By the mid 1990s however, it appeared that this new aridity, while it undoubtedly existed, was not all that widespread. I had noticed that our local high street, for example, despite its increasing dilapidation, was a site of still-flourishing economic activity and increasingly visible global connectedness. The newsagent's window displayed cards offering cut-price telephone deals to many distant territories. Other shops offered cheap flights, both to emigrant and tourist destinations. New ‘ethnic' restaurants and shops were opening all the time, most recently (then) a Russian delicatessen. It also turned out to be the locale of an internationally successful pop group. In many ways, this local, physically decaying space was more pervasively and successfully
global
than the average airport, and certainly much more so than the nearby business park, built on what was previously the site of a car factory, and owned by the property development subsidiary of British Aerospace, which I had been previously inclined to read as a typical spatial outcome of the contemporary economy, and was certainly characterised by the aridity previously identified, despite its electric fountains.

Perhaps the condition of the
local
was beginning to evolve in a different, more positive way. Perhaps we were on the verge of a new, electronic
flânerie
, in which experience of place was enhanced by the possibility of immediate connection, via the virtual realm, to people, both friends and strangers, in other places. Perhaps the era
of visibility and isolation, of silence between strangers in public, was coming to an end. Perhaps these new predicaments would give rise to a kind of radical subjectivity, which might even be less ephemeral than those of the Surrealists, the Situationists or their latterday adherents, and would somehow install itself in the street, transcending its marginality and dilapidation. For some reason, I first encountered these thoughts while riding a bicycle. For a week or so afterwards, I experienced a mild e-euphoria, a quasi-surrealist frisson, though when I finally got round to signing up with Demon (then a leading provider), this soon disappeared. A few years later, however, many of the former banks that briefly exemplified the evacuation of economic activity from the high street have reopened as bars,
1
and in most of them there are people talking on mobile phones. A kind of electronic
flânerie
has arrived, though, as with so many predicted phenomena, not in quite the way it was anticipated.

One of the internet's most intriguing capabilities, for a topographical film-maker, was that it offered contemporaneous views of distant landscapes. During 1996, I had heard that there were websites where one could access the cameras that observe traffic on UK motorways, and immediately conceived a strong desire to explore, and perhaps to sample, what I imagined would be a large and increasing number of real-time moving images of landscapes throughout the world. I wondered if perhaps, one day, I might be able to make a film without having to leave the house. In fact, at the time, there seemed to be hardly any real-time outdoor web cameras operating anywhere in the world – most of the topographical camera sites only offered a still, updated daily or perhaps hourly, or not at all – but somehow the scarcity of this imagery, its poor resolution, and the way that the images trickled, very slowly, into the monochrome screen of my already obsolete PowerBook made it all the more attractive. In the house in which we then lived, the telephone socket was in the kitchen, and I used to let the pictures load while I was doing the washing up. I never found any views of UK motorways.
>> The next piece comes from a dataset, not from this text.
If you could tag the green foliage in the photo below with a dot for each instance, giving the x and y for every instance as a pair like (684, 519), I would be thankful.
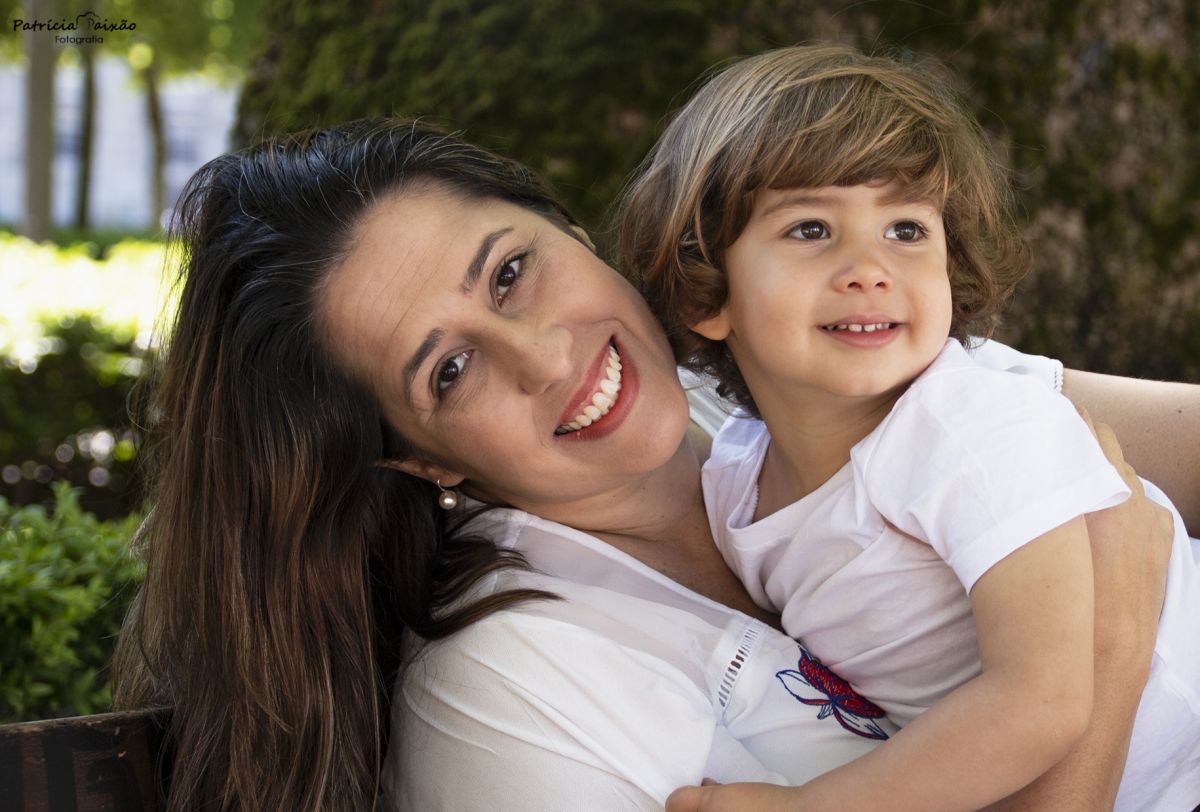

The first site I came across that offered anything approaching real-time moving pictures was that of a company called Actual Size
Internet Solutions, who had a camera in a first-floor office overlooking Trinity Square, Colchester, in Essex. This showed a fresh still every two or three seconds, and was particularly impressive at night, when occasional figures passing along the pavement suggested an Essex
noir
. The site became briefly newsworthy when it was revealed that the Neuhoff family, formerly of New Mexico, had moved to Colchester as a result of having seen it, attracted by the apparent absence of crime. They were not, they said, disappointed by the reality of the town, despite its garrison of 4,000 soldiers, and streets patrolled by military police.